That's essentially what scientists did when Klebsiella pneumoniae, an often-lethal bacterium, spread through NIH's research hospital in Bethesda, Maryland last year, as described in a study published on Wednesday in the journal Science Translational Medicine.
"With whole-genome sequencing," said microbial geneticist Julie Segre of NIH's National Human Genome Research Institute, who led the study, "we were able to understand how the outbreak was moving through the hospital and identify weaknesses" in infection-control practices, finally halting the outbreak.
The unprecedented effort to use genome sequencing to save patients from an infectious outbreak offers hope that the technique could fight other hospital-acquired infections. These infections kill some 99,000 people die from such infections in the United States every year, estimates the U.S. Centers for Disease Control and Prevention. The added health-care costs, according to the CDC: $4.5 billion a year.
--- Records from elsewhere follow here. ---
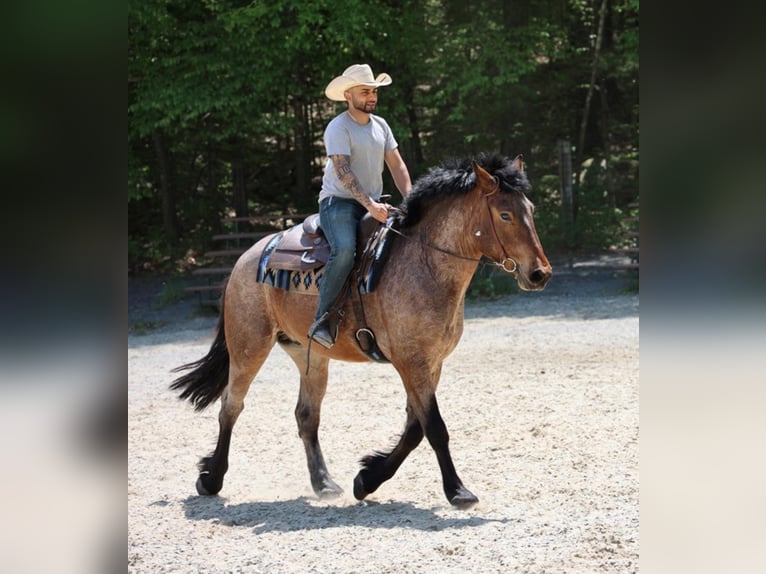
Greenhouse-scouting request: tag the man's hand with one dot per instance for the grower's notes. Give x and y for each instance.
(379, 210)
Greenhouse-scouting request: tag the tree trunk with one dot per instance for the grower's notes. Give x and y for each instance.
(240, 190)
(302, 155)
(167, 191)
(565, 185)
(589, 96)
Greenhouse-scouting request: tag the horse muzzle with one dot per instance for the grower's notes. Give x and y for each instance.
(534, 280)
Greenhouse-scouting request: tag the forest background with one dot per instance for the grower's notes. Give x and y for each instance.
(226, 108)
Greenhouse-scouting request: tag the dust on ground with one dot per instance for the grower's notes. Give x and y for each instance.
(541, 402)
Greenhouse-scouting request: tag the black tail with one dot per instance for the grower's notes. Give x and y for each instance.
(210, 375)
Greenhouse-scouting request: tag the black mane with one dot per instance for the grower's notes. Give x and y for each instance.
(456, 176)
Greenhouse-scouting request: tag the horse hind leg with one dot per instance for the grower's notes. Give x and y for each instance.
(243, 369)
(307, 414)
(379, 467)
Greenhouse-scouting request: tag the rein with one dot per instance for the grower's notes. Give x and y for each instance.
(504, 264)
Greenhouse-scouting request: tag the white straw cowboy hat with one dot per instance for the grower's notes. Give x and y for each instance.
(356, 75)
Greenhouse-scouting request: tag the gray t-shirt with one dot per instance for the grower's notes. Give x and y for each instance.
(366, 145)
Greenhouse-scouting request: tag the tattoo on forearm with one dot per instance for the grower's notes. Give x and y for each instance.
(348, 179)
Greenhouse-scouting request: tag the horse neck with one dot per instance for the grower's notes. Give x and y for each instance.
(448, 244)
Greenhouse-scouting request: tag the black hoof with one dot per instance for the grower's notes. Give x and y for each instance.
(359, 491)
(206, 486)
(328, 491)
(464, 500)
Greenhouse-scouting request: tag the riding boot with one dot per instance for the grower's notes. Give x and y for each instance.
(321, 333)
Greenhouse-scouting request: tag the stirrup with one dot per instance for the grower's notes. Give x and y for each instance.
(321, 332)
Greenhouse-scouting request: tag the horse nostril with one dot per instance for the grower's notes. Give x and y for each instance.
(538, 276)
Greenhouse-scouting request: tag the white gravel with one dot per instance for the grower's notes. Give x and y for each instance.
(541, 401)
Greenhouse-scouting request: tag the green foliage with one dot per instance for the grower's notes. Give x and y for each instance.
(225, 102)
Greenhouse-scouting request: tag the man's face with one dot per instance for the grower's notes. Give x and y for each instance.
(363, 98)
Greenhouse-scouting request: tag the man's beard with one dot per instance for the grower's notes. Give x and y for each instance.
(365, 107)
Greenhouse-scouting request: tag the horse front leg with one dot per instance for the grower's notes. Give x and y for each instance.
(379, 467)
(436, 433)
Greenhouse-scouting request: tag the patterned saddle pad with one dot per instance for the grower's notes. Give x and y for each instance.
(294, 259)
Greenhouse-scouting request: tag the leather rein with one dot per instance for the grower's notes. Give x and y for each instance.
(508, 264)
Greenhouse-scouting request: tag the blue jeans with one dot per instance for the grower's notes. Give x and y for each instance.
(339, 219)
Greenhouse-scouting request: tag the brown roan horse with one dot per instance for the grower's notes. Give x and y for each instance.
(455, 215)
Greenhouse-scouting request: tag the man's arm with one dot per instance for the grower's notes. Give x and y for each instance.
(348, 180)
(399, 171)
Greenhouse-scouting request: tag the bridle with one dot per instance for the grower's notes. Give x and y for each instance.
(508, 264)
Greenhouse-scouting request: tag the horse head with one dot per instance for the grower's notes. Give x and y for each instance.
(507, 232)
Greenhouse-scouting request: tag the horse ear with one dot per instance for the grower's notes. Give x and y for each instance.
(484, 180)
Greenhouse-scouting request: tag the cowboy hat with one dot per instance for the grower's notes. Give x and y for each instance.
(356, 75)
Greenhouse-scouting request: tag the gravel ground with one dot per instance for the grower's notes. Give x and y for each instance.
(541, 401)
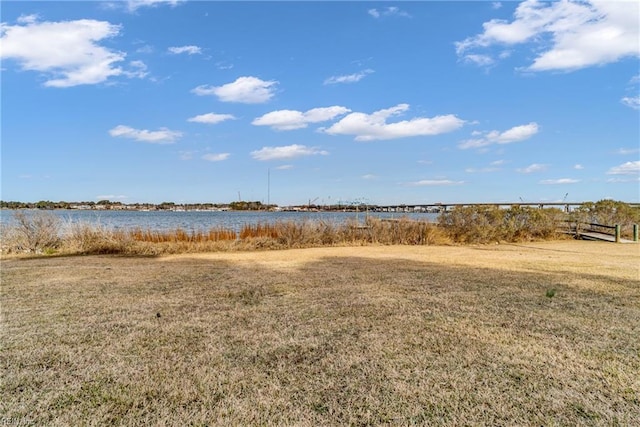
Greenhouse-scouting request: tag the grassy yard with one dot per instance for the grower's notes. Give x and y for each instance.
(531, 334)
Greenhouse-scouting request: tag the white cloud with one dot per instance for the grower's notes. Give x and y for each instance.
(216, 157)
(67, 52)
(625, 151)
(436, 182)
(565, 35)
(631, 101)
(559, 181)
(350, 78)
(161, 136)
(370, 127)
(481, 170)
(515, 134)
(479, 60)
(617, 180)
(246, 90)
(388, 11)
(535, 167)
(189, 50)
(138, 70)
(292, 119)
(286, 152)
(628, 168)
(134, 5)
(211, 118)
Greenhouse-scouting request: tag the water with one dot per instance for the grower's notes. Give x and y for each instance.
(201, 220)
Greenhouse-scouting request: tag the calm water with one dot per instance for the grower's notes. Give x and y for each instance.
(202, 220)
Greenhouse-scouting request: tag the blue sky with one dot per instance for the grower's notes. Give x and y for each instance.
(286, 102)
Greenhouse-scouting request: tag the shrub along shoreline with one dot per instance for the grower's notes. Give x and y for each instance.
(43, 233)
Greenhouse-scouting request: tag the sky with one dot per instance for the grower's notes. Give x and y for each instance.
(326, 102)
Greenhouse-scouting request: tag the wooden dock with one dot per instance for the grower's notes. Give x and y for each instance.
(604, 237)
(601, 232)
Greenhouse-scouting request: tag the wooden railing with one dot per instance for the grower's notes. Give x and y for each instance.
(585, 229)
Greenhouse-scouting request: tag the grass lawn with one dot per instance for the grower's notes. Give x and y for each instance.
(529, 334)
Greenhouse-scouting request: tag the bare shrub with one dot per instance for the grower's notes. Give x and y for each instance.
(486, 223)
(83, 238)
(37, 232)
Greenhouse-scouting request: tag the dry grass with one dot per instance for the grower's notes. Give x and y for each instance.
(396, 335)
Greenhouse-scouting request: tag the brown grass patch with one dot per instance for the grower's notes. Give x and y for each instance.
(376, 335)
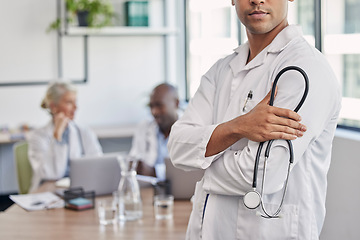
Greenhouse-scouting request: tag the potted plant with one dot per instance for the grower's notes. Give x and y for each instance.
(90, 13)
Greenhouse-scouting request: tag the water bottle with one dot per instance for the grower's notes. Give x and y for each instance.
(129, 199)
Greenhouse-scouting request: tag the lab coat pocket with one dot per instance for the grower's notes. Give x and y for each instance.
(195, 222)
(258, 228)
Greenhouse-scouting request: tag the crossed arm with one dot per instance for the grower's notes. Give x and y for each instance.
(262, 123)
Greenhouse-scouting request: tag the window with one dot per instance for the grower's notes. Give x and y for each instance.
(212, 33)
(341, 38)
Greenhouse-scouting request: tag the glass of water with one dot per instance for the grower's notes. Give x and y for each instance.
(107, 211)
(163, 206)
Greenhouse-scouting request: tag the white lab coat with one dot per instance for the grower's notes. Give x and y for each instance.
(48, 157)
(144, 144)
(228, 176)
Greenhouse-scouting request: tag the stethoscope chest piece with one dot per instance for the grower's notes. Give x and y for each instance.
(252, 199)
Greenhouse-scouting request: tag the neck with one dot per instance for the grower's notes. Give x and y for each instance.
(165, 131)
(257, 42)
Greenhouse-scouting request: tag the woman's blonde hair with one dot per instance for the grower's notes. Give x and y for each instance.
(54, 93)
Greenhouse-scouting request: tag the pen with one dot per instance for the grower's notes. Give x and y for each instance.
(249, 97)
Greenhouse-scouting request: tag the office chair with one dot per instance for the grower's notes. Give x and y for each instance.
(23, 167)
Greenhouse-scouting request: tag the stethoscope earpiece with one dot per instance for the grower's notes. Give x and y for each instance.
(253, 198)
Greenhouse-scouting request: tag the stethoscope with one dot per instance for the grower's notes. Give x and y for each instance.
(253, 199)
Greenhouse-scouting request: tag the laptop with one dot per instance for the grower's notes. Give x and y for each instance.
(100, 174)
(182, 182)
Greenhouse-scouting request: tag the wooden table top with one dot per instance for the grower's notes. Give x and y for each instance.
(17, 223)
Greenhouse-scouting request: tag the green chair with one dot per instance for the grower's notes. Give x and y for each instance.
(23, 167)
Calling it a "compelling story," virologist and microbe hunter Ian Lipkin of Columbia University in New York City said the NIH scientists' feat shows what ultra-fast whole-genome sequencing can accomplish in so-called microbial forensics. In whole-genome sequencing, machines identify the DNA units that make up an organism's entire genome.
Researchers were able "to implicate 'Patient Zero,' track transmission of a drug-resistant bacterium over the course of an important outbreak and provide insights that will inform infection control and patient care," said Lipkin, director of the Center for Infection and Immunity at Columbia's Mailman School of Public Health and a scientific adviser on the 2011 film "Contagion."
The outbreak at NIH's hospital began last summer. In June a 43-year-old patient with antibiotic-resistant K. pneumoniae, which infects the urinary tract and bloodstream and can cause sepsis, a blood infection, was transferred to its intensive-care unit from a New York City hospital. "Patient Zero" was put in an isolation room; staff and visitors had to wear gowns, masks and gloves to enter.